Resta infine da chiedersi quanto e come la riforma del 2003 e la rinazionalizzazione dell’intervento a sostegno dei redditi agricoli possa condizionare i prossimi appuntamenti negoziali e in ultima istanza le traiettorie di sviluppo delle politiche agricole europee. Ancora una volta la PAC appare destinata a rivelarsi come una politica fortemente dipendente da dinamiche di path dependency. E’ evidente che i percorsi seguiti da alcuni Stati membri in fase di implementazione della riforma, nella misura in cui si configurano come difficili soluzioni di compromesso tra articolati interessi interni, diventeranno rigidi vincoli che condizioneranno decisamente il corso delle future trattative sulla PAC. La diversificazione delle scelte effettuate tenderà a riflettersi nelle posizioni negoziali assunte dai vari Stati membri, rendendo ancor più impegnativa la ricerca di un accordo. Le scelte compiute con la Mid term review se da un lato mettono al riparo da spiacevoli sorprese in termini di ripartizione delle risorse finanziarie tra paesi, dall’altro non consentono di porre le basi per una progettualità comune in ambito agricolo.
Una opinione che comincia a diffondersi è che con la riforma del 2003 si sia intrapreso un percorso difficilmente reversibile che riporterà le scelte di politica agraria all’interno dei confini nazionali, permettendo così un progressivo disimpegno finanziario da parte del bilancio dell’UE. Le resistenze di natura economica sul piano della concorrenza e della parità di trattamento non appaiono tali da contrapporsi a questa tendenza, soprattutto nella misura in cui il sostegno finanziario all’agricoltura assume un carattere integralmente disaccoppiato.
Resistenze più significative potrebbero prodursi sul piano politico. Da un lato, la tecno-burocrazia comunitaria potrebbe difficilmente alienare competenze che fino ad oggi sono state un carattere distintivo del suo sviluppo.
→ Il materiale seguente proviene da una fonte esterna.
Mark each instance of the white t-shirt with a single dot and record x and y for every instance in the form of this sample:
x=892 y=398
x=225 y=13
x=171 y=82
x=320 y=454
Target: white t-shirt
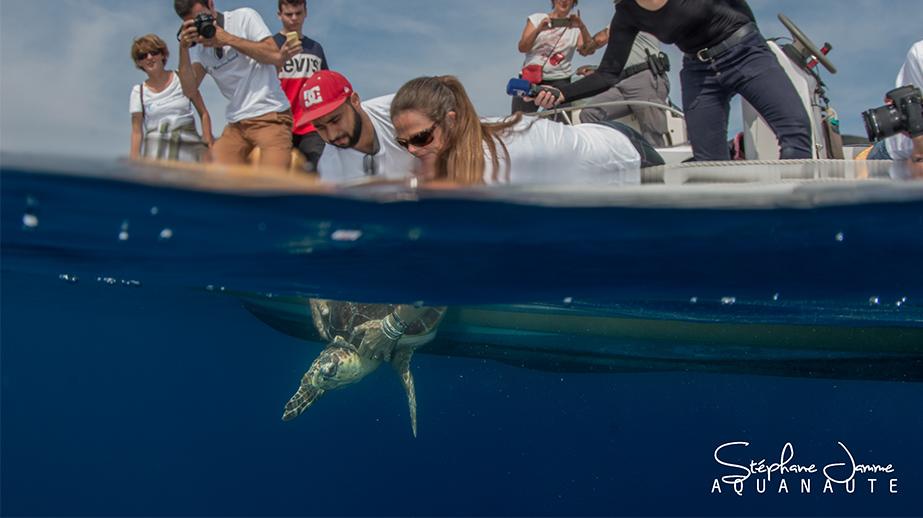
x=251 y=88
x=169 y=107
x=391 y=161
x=900 y=147
x=561 y=41
x=552 y=152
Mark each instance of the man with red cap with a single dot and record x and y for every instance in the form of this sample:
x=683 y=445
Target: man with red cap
x=360 y=134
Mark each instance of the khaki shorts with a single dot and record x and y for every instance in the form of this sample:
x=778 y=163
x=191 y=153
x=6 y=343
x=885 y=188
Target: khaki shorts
x=272 y=133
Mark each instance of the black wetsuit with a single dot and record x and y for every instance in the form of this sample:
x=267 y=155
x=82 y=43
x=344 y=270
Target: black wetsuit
x=694 y=25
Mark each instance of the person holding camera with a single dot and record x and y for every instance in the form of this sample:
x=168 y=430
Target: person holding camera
x=236 y=48
x=644 y=78
x=549 y=41
x=725 y=55
x=435 y=121
x=162 y=118
x=294 y=73
x=904 y=140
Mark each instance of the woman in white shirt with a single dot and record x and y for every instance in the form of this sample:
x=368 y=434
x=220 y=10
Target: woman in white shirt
x=548 y=41
x=435 y=121
x=162 y=118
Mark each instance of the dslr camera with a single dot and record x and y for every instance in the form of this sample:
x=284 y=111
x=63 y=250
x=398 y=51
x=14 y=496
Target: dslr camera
x=903 y=113
x=205 y=24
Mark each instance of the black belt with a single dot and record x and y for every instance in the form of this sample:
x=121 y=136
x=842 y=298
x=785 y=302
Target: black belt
x=710 y=53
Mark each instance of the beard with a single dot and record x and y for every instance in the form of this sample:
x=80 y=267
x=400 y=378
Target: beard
x=356 y=132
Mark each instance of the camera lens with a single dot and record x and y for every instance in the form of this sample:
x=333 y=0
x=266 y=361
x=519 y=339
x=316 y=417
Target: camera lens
x=205 y=25
x=882 y=122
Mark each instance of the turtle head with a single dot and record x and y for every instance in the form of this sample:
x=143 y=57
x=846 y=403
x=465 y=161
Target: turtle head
x=337 y=365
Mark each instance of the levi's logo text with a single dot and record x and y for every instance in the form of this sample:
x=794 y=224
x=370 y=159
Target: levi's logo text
x=300 y=66
x=312 y=96
x=743 y=473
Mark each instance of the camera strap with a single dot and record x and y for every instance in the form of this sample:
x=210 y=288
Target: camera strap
x=219 y=51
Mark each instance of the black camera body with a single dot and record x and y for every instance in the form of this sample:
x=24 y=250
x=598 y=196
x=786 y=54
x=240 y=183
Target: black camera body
x=205 y=25
x=904 y=113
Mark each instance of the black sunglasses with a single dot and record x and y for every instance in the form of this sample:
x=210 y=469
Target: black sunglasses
x=141 y=55
x=422 y=139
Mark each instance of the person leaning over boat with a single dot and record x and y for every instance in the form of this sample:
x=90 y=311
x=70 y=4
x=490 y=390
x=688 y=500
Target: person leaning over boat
x=162 y=118
x=725 y=55
x=295 y=72
x=644 y=78
x=360 y=134
x=435 y=121
x=241 y=57
x=549 y=48
x=902 y=147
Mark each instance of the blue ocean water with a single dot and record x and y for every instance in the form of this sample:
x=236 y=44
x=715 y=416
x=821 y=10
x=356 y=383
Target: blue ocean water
x=135 y=383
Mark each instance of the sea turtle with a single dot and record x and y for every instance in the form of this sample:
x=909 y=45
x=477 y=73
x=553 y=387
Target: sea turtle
x=343 y=325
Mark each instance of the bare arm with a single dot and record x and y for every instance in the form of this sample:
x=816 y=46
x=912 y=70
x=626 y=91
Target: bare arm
x=190 y=74
x=137 y=132
x=916 y=158
x=530 y=33
x=264 y=51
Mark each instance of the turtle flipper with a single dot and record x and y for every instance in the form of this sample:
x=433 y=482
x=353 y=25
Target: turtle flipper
x=303 y=398
x=401 y=364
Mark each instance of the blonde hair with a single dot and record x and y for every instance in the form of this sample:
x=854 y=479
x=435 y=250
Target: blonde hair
x=461 y=159
x=149 y=43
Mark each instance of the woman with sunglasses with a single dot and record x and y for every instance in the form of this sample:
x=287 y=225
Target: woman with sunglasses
x=162 y=118
x=436 y=122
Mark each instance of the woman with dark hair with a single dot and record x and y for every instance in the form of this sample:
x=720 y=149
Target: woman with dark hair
x=725 y=55
x=548 y=42
x=162 y=118
x=435 y=121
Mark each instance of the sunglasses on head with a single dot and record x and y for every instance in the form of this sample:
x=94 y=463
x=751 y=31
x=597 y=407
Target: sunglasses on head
x=141 y=55
x=422 y=139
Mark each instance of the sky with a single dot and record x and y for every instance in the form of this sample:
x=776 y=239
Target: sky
x=66 y=74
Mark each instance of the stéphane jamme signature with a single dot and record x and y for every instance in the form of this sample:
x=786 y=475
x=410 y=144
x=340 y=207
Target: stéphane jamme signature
x=837 y=476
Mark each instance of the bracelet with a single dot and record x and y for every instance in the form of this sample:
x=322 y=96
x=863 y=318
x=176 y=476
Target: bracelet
x=393 y=327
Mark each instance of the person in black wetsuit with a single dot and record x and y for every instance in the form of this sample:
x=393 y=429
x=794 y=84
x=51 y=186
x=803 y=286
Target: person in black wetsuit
x=725 y=55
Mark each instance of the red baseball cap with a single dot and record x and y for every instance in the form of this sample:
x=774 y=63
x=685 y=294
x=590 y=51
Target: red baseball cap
x=322 y=93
In questo senso, il processo di semplificazione della PAC, individuato come uno degli obiettivi qualificanti della Commissione, potrebbe essere interpretato come un tentativo di ridurre nell’Health check, previsto per il 2008, il ventaglio delle possibili scelte applicative della riforma lasciate agli Stati membri. D’altro lato, i nuovi paesi membri potrebbero esercitare una forte opposizione alla rinazionalizzazione, proprio nel timore che essa possa condurre ad un fisiologico e progressivo smantellamento dei trasferimenti finanziari dal bilancio europeo all’agricoltura.
Note
(1) Non è casuale a questo proposito la rigida difesa dei pagamenti del I pilastro che garantiscono il mantenimento di un sostegno elevato ai produttori “continentali”, quasi integralmente a carico del bilancio comunitario a seguito della riforma del 1992.
(2) In effetti, la condizionalità potrebbe apparire relativamente neutrale ai fini della distribuzione degli aiuti. Tuttavia le sue modalità di applicazione a livello nazionale possono porre vincoli all’attività produttiva differenziati a seconda della sua localizzazione ma anche del tipo di prodotto. In questo senso, le scelte in materia di condizionalità possono avere ricadute sia pure indirette sulla distribuzione degli aiuti e del reddito tra gli agricoltori.